Solana’s NFT Marketplace for Opt-in Royalties, Users’ Mixed Views on Twitter


Prominent NFT marketplace over the Solana blockchain Magic Eden seems to have followed X2Y2 as it has changed to an optional royalty model for nonfungible token (NFT) marketplaces.

Buyers can choose the amount of royalties they want to contribute to an NFT project under the optional royalties model, which raises the possibility that some creators won’t be compensated for the sale of their works.

Magic Eden stated in a post on October 14 that the choice was made after “tough consideration and discussions with many authors” and that the “industry has been transitioning towards optional creator royalties for a while.”

The optional royalty marketplace for NFTs provided a graph demonstrating the dramatic increase in the number of cumulative wallets using it to buy or sell NFTs in late September.

However, the decision has generated conflicting reactions from Twitter’s NFT community. While some see it as advantageous for the industry’s long-term health, others have compared skipping royalties to “theft.”

Despite not liking what Magic Eden and others are doing, well-known NFT artist Mike “Beeple” Winkleman pointed out to his 700,000 followers on October 15 that the shift from a seller’s fee to a buyer’s premium would be better for the business overall.

Fuego Labs’ CaptainFuego had stated to their roughly 10,000 followers on Twitter that “Royals are ridiculous and shouldn’t exist” and he is happy to see platforms adopting this strategy.

Others criticized the adjustment more harshly.

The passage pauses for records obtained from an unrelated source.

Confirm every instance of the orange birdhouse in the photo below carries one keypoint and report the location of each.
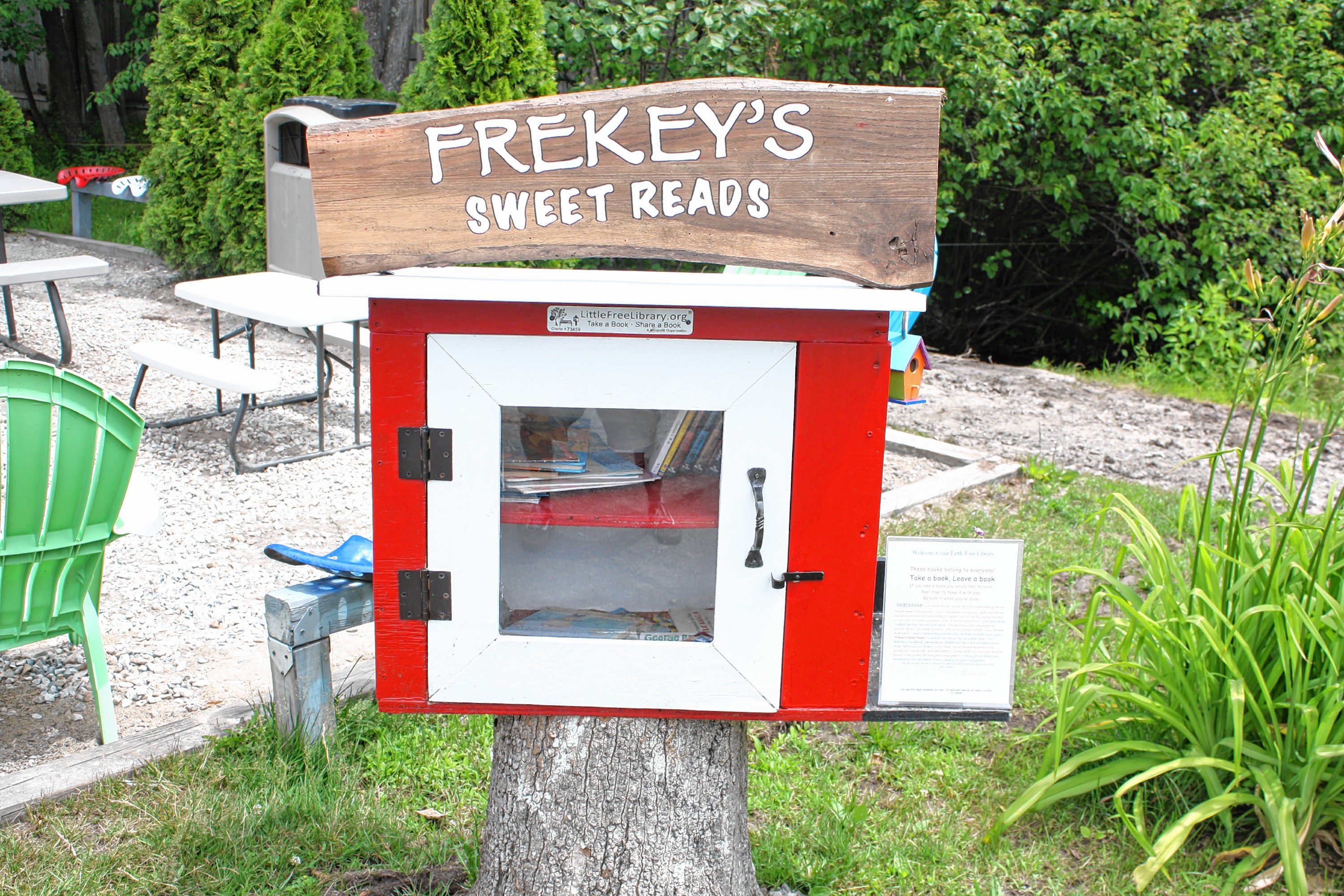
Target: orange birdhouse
(909, 362)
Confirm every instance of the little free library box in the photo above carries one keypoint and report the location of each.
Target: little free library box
(623, 492)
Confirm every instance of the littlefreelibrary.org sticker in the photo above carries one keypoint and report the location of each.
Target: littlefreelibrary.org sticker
(605, 319)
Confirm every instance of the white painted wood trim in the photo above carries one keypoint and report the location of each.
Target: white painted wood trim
(671, 289)
(273, 297)
(463, 516)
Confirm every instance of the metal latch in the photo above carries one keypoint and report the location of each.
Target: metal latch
(425, 453)
(779, 582)
(425, 594)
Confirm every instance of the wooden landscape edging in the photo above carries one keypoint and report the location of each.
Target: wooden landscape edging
(77, 771)
(830, 179)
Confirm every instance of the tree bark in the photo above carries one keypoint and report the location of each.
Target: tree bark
(96, 58)
(588, 806)
(64, 74)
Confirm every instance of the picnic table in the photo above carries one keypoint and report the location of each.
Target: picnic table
(21, 190)
(280, 300)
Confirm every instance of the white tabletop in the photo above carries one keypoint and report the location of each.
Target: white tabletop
(17, 190)
(271, 297)
(623, 288)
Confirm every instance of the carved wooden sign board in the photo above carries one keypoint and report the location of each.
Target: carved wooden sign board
(822, 178)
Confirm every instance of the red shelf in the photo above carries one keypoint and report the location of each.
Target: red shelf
(676, 503)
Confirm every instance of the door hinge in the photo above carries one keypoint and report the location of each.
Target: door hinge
(425, 453)
(425, 594)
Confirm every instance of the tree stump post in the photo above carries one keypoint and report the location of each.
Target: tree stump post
(594, 806)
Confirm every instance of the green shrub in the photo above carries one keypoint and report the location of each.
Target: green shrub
(479, 52)
(193, 69)
(302, 47)
(1219, 676)
(15, 132)
(613, 43)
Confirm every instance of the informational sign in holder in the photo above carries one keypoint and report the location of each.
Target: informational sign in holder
(949, 630)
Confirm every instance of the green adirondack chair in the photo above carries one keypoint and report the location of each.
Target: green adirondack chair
(69, 453)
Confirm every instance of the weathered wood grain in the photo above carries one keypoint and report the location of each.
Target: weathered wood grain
(858, 203)
(991, 469)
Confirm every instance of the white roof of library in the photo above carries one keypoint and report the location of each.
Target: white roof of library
(554, 287)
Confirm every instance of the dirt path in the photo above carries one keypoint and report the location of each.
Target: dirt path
(1108, 431)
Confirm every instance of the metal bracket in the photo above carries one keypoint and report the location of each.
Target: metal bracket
(425, 454)
(425, 594)
(779, 582)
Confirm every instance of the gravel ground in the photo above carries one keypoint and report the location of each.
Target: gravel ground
(182, 612)
(1108, 431)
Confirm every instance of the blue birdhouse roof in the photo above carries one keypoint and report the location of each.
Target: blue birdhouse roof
(908, 349)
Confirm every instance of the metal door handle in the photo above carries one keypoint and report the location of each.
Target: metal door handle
(757, 477)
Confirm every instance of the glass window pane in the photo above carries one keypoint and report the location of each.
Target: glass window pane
(609, 521)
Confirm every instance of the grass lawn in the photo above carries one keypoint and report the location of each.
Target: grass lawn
(836, 809)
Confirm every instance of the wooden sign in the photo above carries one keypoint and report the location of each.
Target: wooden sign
(822, 178)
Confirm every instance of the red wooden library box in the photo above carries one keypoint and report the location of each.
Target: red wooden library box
(589, 497)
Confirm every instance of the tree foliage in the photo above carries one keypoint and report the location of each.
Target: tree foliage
(479, 52)
(194, 66)
(314, 47)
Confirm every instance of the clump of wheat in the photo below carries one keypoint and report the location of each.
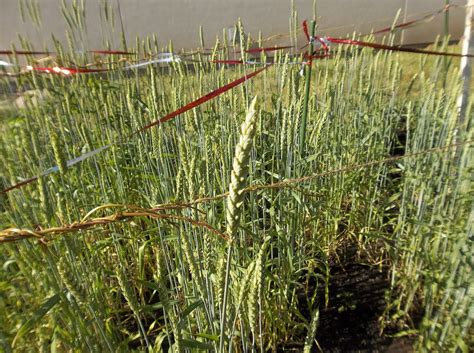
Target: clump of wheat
(234, 202)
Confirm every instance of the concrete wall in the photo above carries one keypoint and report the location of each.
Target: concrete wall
(179, 20)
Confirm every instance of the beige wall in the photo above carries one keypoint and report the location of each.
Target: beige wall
(179, 20)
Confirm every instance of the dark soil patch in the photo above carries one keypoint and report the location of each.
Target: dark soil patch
(351, 320)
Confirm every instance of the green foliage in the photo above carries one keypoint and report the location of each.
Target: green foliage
(158, 284)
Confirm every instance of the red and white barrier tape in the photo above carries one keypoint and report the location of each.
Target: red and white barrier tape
(165, 118)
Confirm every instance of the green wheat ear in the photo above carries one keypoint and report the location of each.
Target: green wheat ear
(234, 203)
(239, 171)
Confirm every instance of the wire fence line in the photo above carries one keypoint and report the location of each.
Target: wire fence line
(131, 212)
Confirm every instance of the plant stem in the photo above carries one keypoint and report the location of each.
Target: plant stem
(307, 90)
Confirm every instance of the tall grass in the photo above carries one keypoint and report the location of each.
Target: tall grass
(154, 284)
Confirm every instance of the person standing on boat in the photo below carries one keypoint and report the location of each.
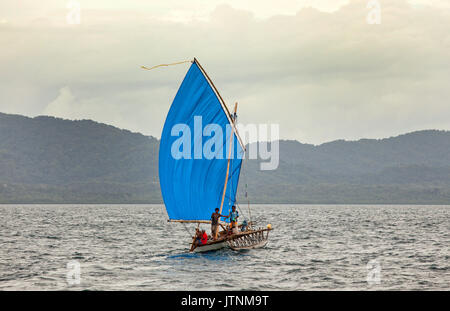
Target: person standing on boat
(215, 223)
(234, 215)
(204, 238)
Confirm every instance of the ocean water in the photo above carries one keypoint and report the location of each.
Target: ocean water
(312, 247)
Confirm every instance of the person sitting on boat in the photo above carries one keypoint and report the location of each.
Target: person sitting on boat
(215, 222)
(234, 215)
(204, 237)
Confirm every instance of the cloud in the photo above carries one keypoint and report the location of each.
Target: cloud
(321, 74)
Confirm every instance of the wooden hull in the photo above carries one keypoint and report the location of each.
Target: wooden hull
(212, 246)
(258, 245)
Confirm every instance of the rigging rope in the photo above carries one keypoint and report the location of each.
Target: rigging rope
(178, 63)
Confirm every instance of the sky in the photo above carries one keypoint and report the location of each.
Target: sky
(318, 68)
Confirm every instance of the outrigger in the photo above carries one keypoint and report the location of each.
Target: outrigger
(196, 177)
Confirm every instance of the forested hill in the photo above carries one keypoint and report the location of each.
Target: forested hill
(50, 160)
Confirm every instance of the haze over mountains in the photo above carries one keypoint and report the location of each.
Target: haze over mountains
(50, 160)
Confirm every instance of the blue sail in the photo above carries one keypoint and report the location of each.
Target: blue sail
(192, 182)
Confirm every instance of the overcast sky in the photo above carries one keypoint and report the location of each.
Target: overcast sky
(315, 67)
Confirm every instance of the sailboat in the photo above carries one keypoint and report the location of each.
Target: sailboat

According to Broccoli DAO’s calculations, they have already lost as much as $27,000 in royalties as a result of 0% purchases on other marketplaces. This is why they claim that “royalties are needed in an immature ecosystem.”

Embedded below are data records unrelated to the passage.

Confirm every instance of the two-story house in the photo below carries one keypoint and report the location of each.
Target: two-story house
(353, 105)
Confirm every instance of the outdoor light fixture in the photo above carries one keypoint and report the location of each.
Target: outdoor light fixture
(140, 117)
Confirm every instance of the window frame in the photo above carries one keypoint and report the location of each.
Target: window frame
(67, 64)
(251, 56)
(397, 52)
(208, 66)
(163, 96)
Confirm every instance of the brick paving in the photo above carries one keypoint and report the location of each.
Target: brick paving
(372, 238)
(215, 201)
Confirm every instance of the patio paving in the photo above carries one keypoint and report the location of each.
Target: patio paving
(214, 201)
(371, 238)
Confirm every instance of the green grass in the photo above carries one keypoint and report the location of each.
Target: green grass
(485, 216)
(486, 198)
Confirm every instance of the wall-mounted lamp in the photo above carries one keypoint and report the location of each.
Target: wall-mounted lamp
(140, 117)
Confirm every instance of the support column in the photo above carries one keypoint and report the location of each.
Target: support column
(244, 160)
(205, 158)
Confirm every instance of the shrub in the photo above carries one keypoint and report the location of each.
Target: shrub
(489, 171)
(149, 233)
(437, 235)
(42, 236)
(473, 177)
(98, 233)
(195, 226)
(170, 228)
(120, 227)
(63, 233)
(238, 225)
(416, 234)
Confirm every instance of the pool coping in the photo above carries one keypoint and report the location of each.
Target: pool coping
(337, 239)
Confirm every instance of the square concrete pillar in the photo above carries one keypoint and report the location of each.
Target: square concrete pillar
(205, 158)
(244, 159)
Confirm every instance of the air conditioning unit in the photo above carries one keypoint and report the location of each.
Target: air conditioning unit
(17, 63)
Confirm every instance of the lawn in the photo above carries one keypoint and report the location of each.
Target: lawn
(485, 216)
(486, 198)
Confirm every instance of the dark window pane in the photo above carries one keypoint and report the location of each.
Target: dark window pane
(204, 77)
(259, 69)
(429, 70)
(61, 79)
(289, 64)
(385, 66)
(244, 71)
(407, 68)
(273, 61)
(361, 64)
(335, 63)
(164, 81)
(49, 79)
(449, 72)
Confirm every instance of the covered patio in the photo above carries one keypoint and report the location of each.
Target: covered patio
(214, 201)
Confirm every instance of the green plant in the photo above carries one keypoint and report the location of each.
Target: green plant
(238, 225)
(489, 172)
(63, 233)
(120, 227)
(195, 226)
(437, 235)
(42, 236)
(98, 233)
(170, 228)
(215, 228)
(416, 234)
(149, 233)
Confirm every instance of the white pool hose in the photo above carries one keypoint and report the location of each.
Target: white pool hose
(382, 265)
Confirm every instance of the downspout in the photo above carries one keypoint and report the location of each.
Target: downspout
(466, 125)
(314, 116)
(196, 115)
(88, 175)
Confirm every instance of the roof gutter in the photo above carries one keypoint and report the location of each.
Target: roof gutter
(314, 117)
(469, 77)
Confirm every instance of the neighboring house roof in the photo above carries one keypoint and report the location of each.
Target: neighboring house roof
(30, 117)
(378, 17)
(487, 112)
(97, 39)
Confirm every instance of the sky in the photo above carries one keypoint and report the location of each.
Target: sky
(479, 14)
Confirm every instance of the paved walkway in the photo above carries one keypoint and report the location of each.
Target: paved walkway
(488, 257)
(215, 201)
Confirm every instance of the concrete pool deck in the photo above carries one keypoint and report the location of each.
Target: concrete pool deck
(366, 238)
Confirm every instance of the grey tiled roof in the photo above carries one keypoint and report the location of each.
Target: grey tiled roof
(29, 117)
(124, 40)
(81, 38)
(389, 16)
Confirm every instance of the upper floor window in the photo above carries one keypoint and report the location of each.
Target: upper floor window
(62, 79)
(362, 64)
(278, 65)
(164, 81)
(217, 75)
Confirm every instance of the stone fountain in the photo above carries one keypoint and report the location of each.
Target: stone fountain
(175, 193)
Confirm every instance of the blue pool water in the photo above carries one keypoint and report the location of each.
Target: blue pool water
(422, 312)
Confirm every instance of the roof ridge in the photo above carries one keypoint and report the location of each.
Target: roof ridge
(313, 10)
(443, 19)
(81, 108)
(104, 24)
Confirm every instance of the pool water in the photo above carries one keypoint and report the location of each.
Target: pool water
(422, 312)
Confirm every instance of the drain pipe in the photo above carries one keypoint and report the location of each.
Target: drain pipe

“Going forward, we will prevent anyone from entering our Discord channels who hasn’t paid royalties. Theft is when royalties are not paid. We will handle it accordingly,” they declared.

In a message to their 108,000 followers, Cozy the Caller, a self-described analyst, predicted the worst: “I can envisage a scenario in which Magic Eden goes 0% and loses their market share to a marketplace imposing royalties in an inventive method.”

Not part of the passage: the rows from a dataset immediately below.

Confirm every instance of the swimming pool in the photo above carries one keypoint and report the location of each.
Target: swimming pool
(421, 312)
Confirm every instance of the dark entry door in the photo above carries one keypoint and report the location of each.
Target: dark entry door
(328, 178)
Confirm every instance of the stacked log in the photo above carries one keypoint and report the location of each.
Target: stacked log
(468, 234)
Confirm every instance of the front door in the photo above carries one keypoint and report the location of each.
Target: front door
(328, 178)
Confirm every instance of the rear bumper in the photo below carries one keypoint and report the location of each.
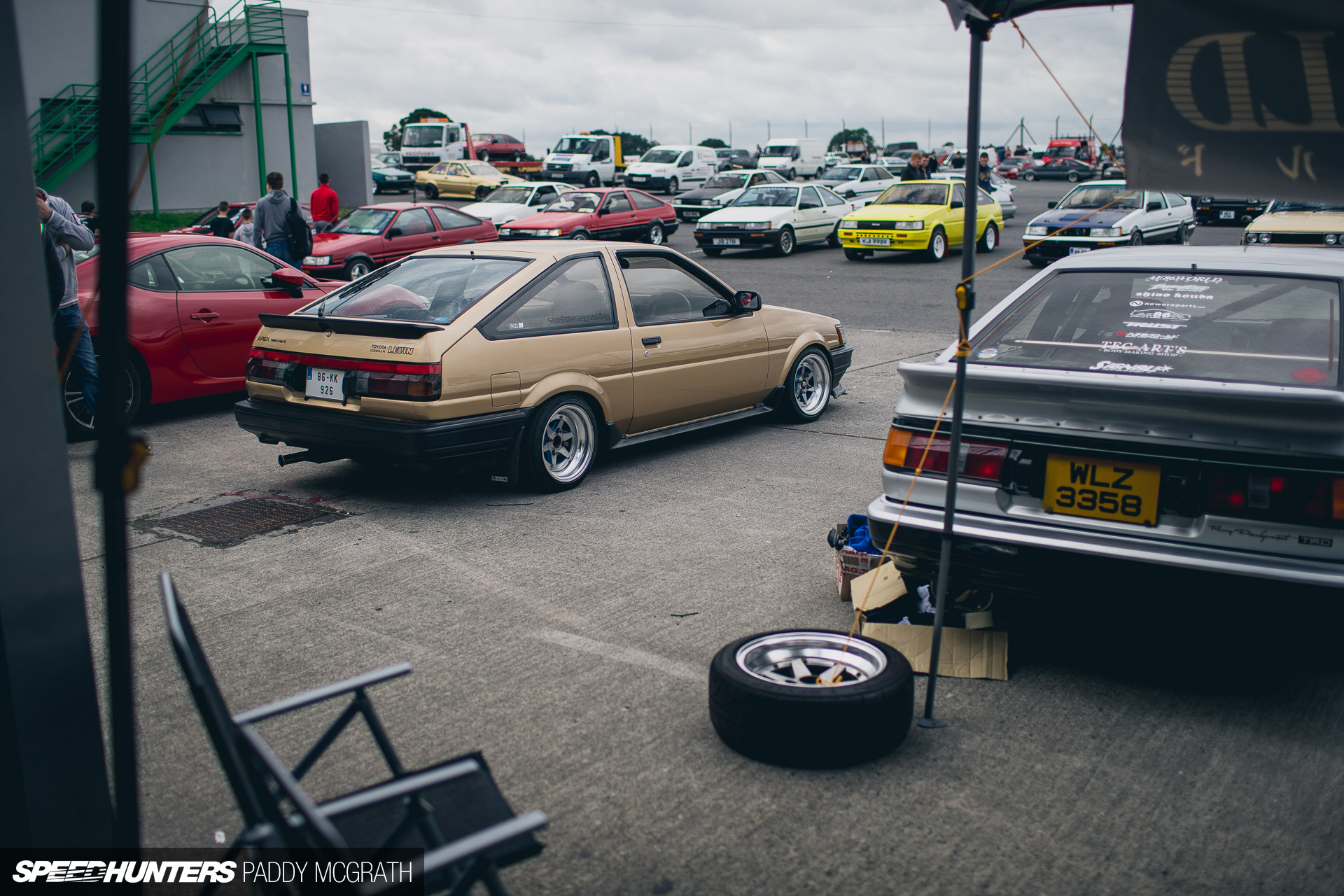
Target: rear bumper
(346, 434)
(1021, 555)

The adjustment, according to Magic Eden, was not made lightly; instead, “we actively have been attempting to avoid this consequence and have spent the last few weeks studying potential alternatives.”

The NFT market tried to introduce Meta Shield, a tool for enforcing royalties, last month in an effort to discourage NFT buyers from trying to avoid paying creator royalties by providing creators with a way to identify and hide NFTs that sold without paying royalties.

In its most recent post, Magic Eden stated that because royalties are not enforceable at the protocol level, the company has had to adjust to changing market circumstances.

NFT marketplace X2Y2 announced in August that they would be releasing a comparable feature that would let customers choose the royalty charge when purchasing an NFT.

The change doesn’t seem to have had an impact on platform usage; in fact, data on NFTGo shows that X2Y2 has surpassed OpenSea in terms of trading volume during the past three months.